Only on MTV would four teens facing imminent death (not to mention a dwindling supply of oxygen!) take time out for a chatty game of “Truth or Dare.” The made-for-TV drama “The Truth Below” (9 p.m., MTV) careens quite quickly from an innocent ski weekend to an avalanche. Trapped together, four photogenic types let their egos rage.

Jenna (Gillian Zinser) pouts because Dante (Nick Thurston), the alpha-male of the crew, doesn’t pay enough attention to her. Ethan (Reid Ewing) cracks wise and makes obnoxious gibes about his prowess and insinuates a casual intimacy with Jenna. You might recognize Ewing as Haley’s boyfriend Dylan from “Modern Family.” Liam (Ricky Mabe) is the mouse at the tea party, a wheezing asthmatic with mother issues to boot.

The game of true confessions hardly makes sense except as a means to propel the movie and inspire flashbacks and kill time between the avalanche and story’s resolution, a very long one hour later. And this being MTV, those confessions involve virginity, gang rape and the perverse invasion of privacy.

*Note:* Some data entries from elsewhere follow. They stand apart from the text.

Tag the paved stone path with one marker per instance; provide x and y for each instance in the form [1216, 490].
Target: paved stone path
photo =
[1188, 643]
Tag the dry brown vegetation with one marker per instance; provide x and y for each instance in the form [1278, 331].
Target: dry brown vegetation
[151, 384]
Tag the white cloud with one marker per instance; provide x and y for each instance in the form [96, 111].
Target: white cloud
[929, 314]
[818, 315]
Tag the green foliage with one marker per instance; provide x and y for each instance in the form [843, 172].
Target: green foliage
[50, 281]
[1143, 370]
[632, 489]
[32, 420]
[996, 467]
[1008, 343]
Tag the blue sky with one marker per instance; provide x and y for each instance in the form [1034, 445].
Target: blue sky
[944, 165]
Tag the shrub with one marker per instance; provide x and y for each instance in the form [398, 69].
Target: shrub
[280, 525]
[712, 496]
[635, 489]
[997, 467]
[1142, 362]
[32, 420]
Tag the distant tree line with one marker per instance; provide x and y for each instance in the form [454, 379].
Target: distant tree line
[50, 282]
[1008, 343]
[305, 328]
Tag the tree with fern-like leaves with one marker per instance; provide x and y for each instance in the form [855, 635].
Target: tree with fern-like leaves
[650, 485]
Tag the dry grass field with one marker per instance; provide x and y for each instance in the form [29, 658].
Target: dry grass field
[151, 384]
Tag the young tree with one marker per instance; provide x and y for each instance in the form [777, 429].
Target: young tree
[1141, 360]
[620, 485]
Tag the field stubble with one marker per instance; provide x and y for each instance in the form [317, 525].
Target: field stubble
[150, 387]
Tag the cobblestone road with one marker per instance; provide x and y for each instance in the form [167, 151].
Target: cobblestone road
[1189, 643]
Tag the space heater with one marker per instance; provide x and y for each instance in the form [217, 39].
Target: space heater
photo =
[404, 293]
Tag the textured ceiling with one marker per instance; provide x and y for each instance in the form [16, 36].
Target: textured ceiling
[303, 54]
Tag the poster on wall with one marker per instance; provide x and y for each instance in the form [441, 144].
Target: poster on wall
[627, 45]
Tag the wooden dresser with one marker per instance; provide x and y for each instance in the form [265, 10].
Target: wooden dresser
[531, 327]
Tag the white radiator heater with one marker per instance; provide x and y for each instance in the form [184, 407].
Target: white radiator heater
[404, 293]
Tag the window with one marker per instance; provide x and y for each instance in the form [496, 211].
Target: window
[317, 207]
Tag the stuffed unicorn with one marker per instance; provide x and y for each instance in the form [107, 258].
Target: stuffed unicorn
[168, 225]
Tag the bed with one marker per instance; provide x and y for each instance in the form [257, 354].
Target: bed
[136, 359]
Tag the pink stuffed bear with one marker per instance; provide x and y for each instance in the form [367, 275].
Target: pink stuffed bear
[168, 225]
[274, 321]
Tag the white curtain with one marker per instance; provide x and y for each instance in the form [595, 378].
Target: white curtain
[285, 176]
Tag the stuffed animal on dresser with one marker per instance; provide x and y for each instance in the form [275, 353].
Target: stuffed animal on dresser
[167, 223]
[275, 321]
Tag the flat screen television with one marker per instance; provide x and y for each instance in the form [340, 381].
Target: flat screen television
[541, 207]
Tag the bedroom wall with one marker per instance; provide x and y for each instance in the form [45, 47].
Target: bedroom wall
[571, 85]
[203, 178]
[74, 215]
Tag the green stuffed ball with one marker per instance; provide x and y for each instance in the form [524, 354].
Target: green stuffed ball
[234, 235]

For all of its faults, “Truth” hews to at least one essential truth: Young people (at least in movies) may talk about sex all the time, but the subjects of chance encounters, destiny and the notion of an early poignant death are never very far from the surface. Even when you’re buried beneath a mountain of snow.

• A dusty crowded facility in Austin, Texas, becomes the setting for “Boxing Gym” (8 p.m., PBS, check local listings), the 2010 documentary study by Frederick Wiseman. This gym’s clientele appears to have as many women as men, and a fair amount of children as well as older men seeking the discipline of a boxer’s training.

As in other Wiseman films, the camera hovers over the proceedings like the proverbial fly on the wall, allowing viewers snippets of unfinished conversations and the trance-inducing repetitive action of sparring and training. At times it seems like “nothing” is happening, but an hour later you realize you’ve been submerged into a subculture all its own.

• TCM invites viewers to spend the night screaming along to drive-in shockers from the 1950s and ’60s, beginning with “Attack of the 50 Foot Woman” (7 p.m.) and concluding with “The Killer Shrews” (3:45 a.m.). Look for a young Ron Howard in “Village of the Giants” (8:30 p.m.) from 1965.

Tonight’s other highlights

• Two participants face elimination on “So You Think You Can Dance” (7 p.m., Fox).

• Shred and dead on “CSI” (8 p.m., CBS).

• A baptism by fire on “The Office” (8 p.m., NBC).

• Rachel wants to hit the reset button on “Glee” (8 p.m., Fox).

• A time capsule project requires reflection on “Parks and Recreation” (8:30 p.m., NBC).

• Laura Prepon guest stars on “Love Bites” (9 p.m., NBC).

• Forced back to port on “Swords: Life on the Line” (9 p.m. Discovery).